Ironically, due to a 2002 High Court of Justice ruling, a person converting by a Reform or Conservative beis din is recognized by the State of Israel, but a religious beis din, including one headed by HaGaon HaRav Karelitz Shlita of Bnei Brak is not. So, if the latter confirms the conversion, the person is recognized as being Jewish by Jews worldwide, but the State of Israel does not and will not grant such a person citizenship. If the same person is converted by a Reform rabbi abroad, the conversion is recognized.

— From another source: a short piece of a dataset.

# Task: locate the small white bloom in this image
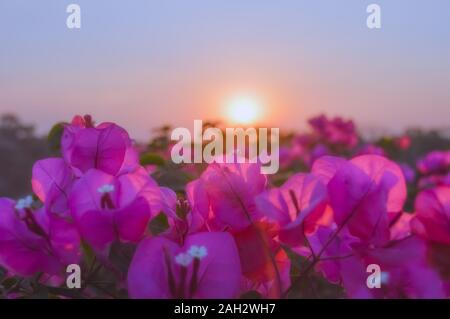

The chareidi parties fear if frum private Ger is recognized in Israel, it will open the door for recognition of Reform and Conservative Jewry in Israel as well, so they prefer to have the law recognize conversions by the Chief Rabbinate of Israel exclusively.
Rabbi Seth Farber, Director of ITIM who filed the lawsuit on behalf of the Giyur K’halacha convert was enthusiastic about the result. “The court’s decision not only gives legitimacy and standing to the Giyur K’halacha beis din but also open the door to thousands of young families who wish to fully join the Jewish people and have rights in Israel like other Jews”.
Giyur K’halacha was founded three years ago and has now grown to more than 55 Rabbis. The president of Giyur K’halacha is one of the senior rabbis of the religious Zionist movement, Rabbi Nachum Rabinovich, and the individual convert was converted in a court under the auspices of Rabbi Yehuda Gilad of the Maale Gilboa Yeshiva, in the summer of 2016.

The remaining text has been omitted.